With operations in the United States, the UK, Canada and the Netherlands and a history spanning 130 years, the company is a major international player in the patient handling and long-term care sector with its well-known Oxford and Hoyer patient hoists.
Additionally, the manufacturer was also one of the founding affiliate companies that led to the inception of mobility giant Sunrise Medical in the 80s.
An extensive history in healthcare
Formed in 1889 by brothers Charles, Paul and Frederick Joerns in the US state of Wisconsin and specialising in furniture, Joerns is one of the longest-running brands in the healthcare market, having entered the field in April 1952 when it began producing manual hi-low & fixed height hospital beds, cabinets and chairs for hospitals and nursing homes.
As the company expanded its activity in the sector over the following decades, with healthcare eventually becoming its core business, Joerns changed its name to Joerns Healthcare in 1983. It was also in the same year that Joerns would become one of four companies to affiliate, forming a new holding company, Sunrise Medical.
The merger allowed the newly-formed organisation to float on the stock exchange and complete an initial public offering to generate capital for expansion.
Over the following years, Sunrise Medical rapidly expanded, both in the US and internationally, completing many acquisitions which would go on to shape the modern healthcare and mobility industry today.
Joerns Healthcare sets out on its own
In 2006, Joerns Healthcare – then known as Sunrise Medical Long-term Care Division – was spun out from Sunrise Medical, becoming an independent company once again, along with DynaVox (acquired by Tobii in 2014) and DeVilbiss Healthcare (acquired by Drive Medical in 2015).
Financial struggles across the pond
Now employing over 1,700 employees throughout North America and Europe and manufacturing, supplying and servicing more than 120,000 items to more than 40,000 patients a day, Joerns Healthcare LLC is hoping its reorganisation plan will reduce its substantial debt.
According to the Wall Street Journal, the company hopes to reduce its debts to $80 million from $400 million.
Requesting that the plan be approved and the process complete within the next 30-45 days, the company says the package will also provide operating capital during the restructuring process and beyond.
David Johnson, President and Chief Executive Officer, commented: “By strengthening our financial footing, Joerns will be well-positioned to capitalise on the momentum we have started over the past six months, launching four new products to serve a range of customers throughout the complete continuum of patient care.
“These products bring new capabilities to an industry in need of fresh ideas and new approaches.
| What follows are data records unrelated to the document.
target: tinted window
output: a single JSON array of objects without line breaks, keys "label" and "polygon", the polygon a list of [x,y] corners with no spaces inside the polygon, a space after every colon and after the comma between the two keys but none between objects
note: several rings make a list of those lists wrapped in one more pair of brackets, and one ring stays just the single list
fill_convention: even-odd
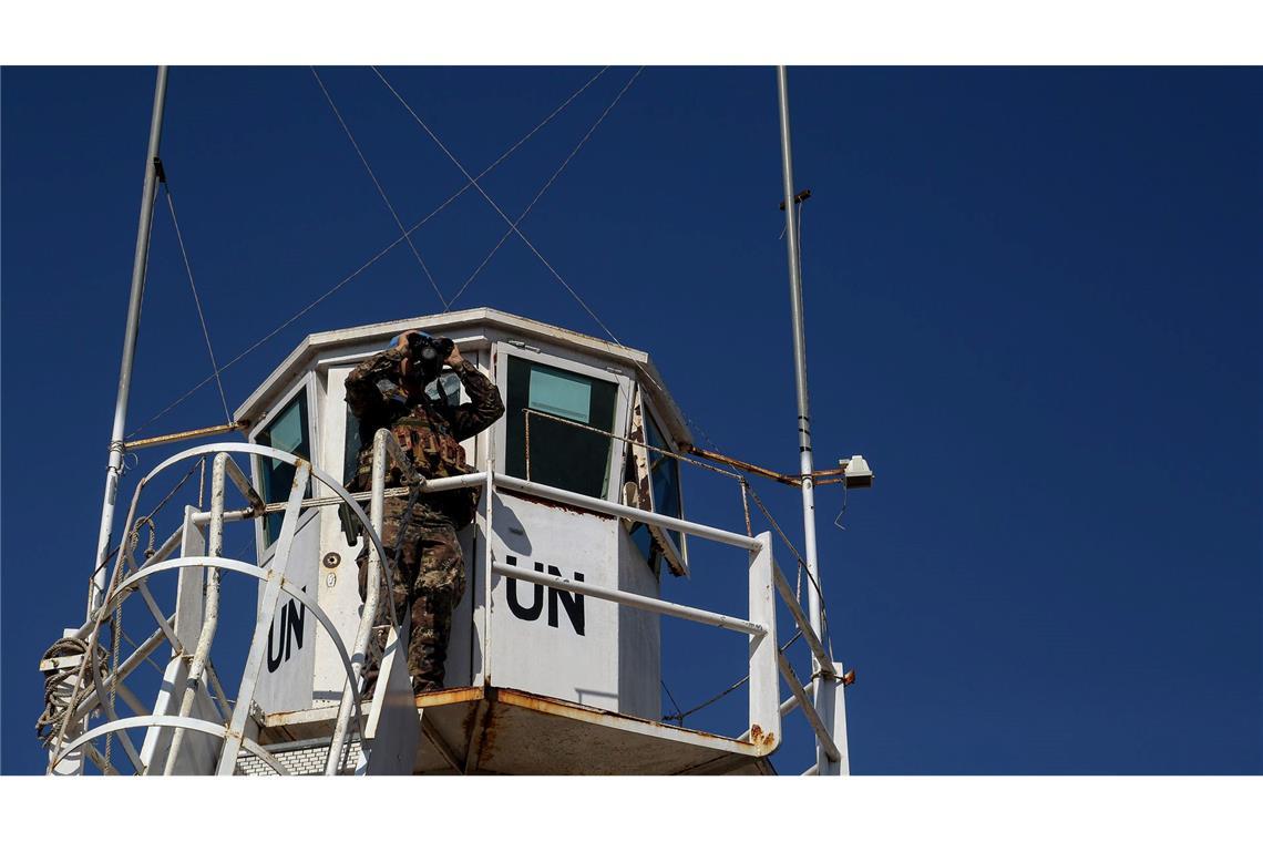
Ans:
[{"label": "tinted window", "polygon": [[[658,425],[653,423],[653,417],[648,413],[644,417],[644,432],[645,441],[650,447],[657,447],[663,451],[669,451],[667,447],[667,439],[663,437],[662,430]],[[649,483],[653,486],[653,509],[659,515],[667,515],[668,518],[679,518],[683,511],[683,506],[679,500],[679,462],[671,458],[666,453],[659,453],[657,451],[648,451],[649,454]],[[679,539],[679,533],[668,531],[671,540],[674,542],[676,549],[683,548],[683,542]]]},{"label": "tinted window", "polygon": [[[307,393],[298,395],[285,405],[277,417],[255,438],[259,444],[288,451],[294,456],[311,460],[311,442],[307,438]],[[284,502],[289,499],[289,489],[294,483],[294,466],[279,460],[260,460],[260,480],[263,499],[266,502]],[[263,521],[263,545],[270,547],[280,534],[283,514],[275,511]]]},{"label": "tinted window", "polygon": [[604,497],[609,485],[611,441],[596,430],[614,432],[618,388],[606,380],[520,357],[510,356],[508,360],[504,470],[510,476],[528,478],[524,410],[530,409],[529,480],[590,497]]}]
They are tangible proof that Joerns is ready to be a leader in solving problems through innovative products, a reputation on which the company was built more than 125 years ago.”
Joerns Healthcare LLC has confirmed that during the restructuring process, all day-to-day operations will continue as normal, including customer deliveries, services and technical support, manufacturing schedules and payment of employees, suppliers and vendors.
A changing market
Underlining key changes taking place in the sector, David continued: “Joerns is well-positioned to support the fast-moving trends in healthcare, which include transitioning patients from acute care to home settings as quickly and safely as possible.
“We remain a solidly profitable company and this restructuring plan will help us move forward more quickly in both our core business lines and in new areas of patient care.”
The UK is unaffected
Importantly, the company emphasises that its UK and international operations are unaffected by the restructuring as the UK looks to capitalise on one of its most successful years to date in 2018.